それにしても、なんてしぶとい勧誘なんだよ。

ふつうは2回、多くても3回チャイムを鳴らしてリアクションがなけりゃあきらめるだろ。

ところがこの新聞屋さんの勧誘ときたら、なかなか引き下がろうとしない。

平気で5回も6回もチャイムを鳴らし続けてやがる。

オレはそのたびに殺した息をさらに押し殺さなきゃいけなかった。

スッポンも顔負けのしつこさだ。

オレは身動きひとつせず、部屋の真ん中に突っ立って、雨雲が立ち去るのをじっと待った。

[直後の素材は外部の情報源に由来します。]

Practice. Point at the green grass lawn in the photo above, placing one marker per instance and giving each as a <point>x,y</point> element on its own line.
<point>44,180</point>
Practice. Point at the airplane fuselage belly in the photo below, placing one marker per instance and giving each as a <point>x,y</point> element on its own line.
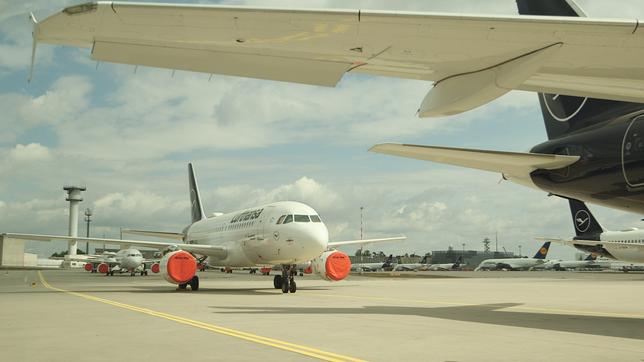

一件でも多く契約をとりたいっていう粘り強さは認めるよ。

けど、百万回土下座されても新聞なんて取らないよ。

誰が好き好んで、『古新聞』をわざわざお金出して買うのさ。

情報が新しくないんだから、もはや「新」聞とも呼べないか。

いやいや、それ以前に今の時代、わざわざ新聞というやつを取らないだろう。

テレビのニュースも同じだ。

繰り返しになるが、1年前のニュースなんてニュースじゃない。

単なるアーカイブスだろ。

マヤがバージンじゃないと知った夜、オレは酒を浴びるほど飲み、自分自身を深い眠りに誘い込んだ。